Councils such as Birmingham, Woking and Nottingham have already issued section 114 notices, affectively gone bankrupt with several others including Kent, Surrey and Lancashire also warning they may soon follow suit.
In truth local councils have been struggling to balance the books for over a decade driven by a number of common factors:
Central funding – 70% of council funding comes from central government but local councils have seen a 40% reduction in funding since 2010 forcing them to rely on Council Tax, Business Rates and commercial investments to fund essential services.
Failed commercial investments – Desperate to generate income a number of councils turned to commercial investments in property, energy and other ventures. The idea was simple – invest money and use these profits to fund essential services. Unfortunately many of these investments have failed and failed spectacularly, leaving councils with crushing debts instead of profits.
Council | Failed Investment | Financial Impact |
Woking | Property Speculation | £2bn debt |
Nottingham | Robin Hood Energy | £38m loss |
Thurrock | Solar Farm Investments | £200m loss |
Croydon | Failed Property Deals | £1.6bn debt |
Birmingham | IT project | £87m loss |
Rising cost of social care – in 2022, 23 councils spent £26.9bn on adult social care. To put it another way social care consumes 40-50% of most council budgets and with demand skyrocketing due to an aging population, inflation and workforce shortages this number is only going in one direction. It goes without saying with this much of their budgets being spent on care services many councils have little financial flexibility left.

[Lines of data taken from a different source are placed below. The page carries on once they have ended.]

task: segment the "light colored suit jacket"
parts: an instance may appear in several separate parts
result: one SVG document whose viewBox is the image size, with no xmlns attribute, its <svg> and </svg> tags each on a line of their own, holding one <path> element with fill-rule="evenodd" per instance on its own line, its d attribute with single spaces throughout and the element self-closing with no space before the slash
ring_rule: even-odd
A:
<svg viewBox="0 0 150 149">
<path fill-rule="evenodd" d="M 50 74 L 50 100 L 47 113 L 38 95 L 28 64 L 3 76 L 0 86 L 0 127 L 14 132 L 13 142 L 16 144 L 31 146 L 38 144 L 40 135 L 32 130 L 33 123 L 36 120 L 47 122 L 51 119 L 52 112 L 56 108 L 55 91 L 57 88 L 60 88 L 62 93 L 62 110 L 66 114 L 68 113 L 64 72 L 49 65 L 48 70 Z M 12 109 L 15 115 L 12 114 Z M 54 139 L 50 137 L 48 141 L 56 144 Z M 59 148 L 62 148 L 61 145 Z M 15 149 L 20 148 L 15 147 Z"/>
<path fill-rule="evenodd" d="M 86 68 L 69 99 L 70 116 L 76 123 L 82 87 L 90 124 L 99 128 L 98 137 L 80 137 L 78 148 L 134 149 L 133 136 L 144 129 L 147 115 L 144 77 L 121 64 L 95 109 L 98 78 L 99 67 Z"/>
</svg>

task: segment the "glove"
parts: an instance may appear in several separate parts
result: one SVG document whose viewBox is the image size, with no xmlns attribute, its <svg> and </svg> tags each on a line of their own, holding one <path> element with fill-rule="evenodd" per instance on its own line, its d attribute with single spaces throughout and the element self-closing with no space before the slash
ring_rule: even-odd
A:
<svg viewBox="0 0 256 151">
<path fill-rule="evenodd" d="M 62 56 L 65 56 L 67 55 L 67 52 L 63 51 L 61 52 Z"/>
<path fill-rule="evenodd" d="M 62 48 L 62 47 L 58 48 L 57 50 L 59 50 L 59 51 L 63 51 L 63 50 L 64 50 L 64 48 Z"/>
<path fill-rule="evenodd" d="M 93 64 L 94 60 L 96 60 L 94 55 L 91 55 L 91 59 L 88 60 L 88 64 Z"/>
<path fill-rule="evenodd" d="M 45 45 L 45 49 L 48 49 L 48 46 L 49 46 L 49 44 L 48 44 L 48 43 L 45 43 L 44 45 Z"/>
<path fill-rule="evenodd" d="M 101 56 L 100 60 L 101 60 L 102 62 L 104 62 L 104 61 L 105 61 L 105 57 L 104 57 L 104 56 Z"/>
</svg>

What does this mean for advisers?
The message should be clear and simple even if the solution is not. The era of state funded adult social care is quickly disappearing. It is a ‘perfect’ storm although I am reluctant to use the word perfect in this context.
Local authorities are broke; many councils are already bankrupt or on the verge of collapse whereas conversely we have an ageing population and increasing demand for social care.
What we are left as a result is a need to accept the era of state funded adult social care is quickly disappearing.
The financial collapse of local authorities is not a temporary crisis, it is a warning of a broken system that can no longer keep up with demand.
The combination of government cuts, rising social care costs and reckless financial investments has left local authorities on the verge of collapse.
For advisers and their clients this means one thing: relying on the government to fund future adult social care is no longer a viable or sensible option.
The sooner advisers start raising this with their clients and individuals start planning for private care the better prepared individuals will be to secure the support, indeed any support they will need in old age.
The safety net of state support is rapidly disappearing, and it is time that individuals take personal responsibility for the control of their own future.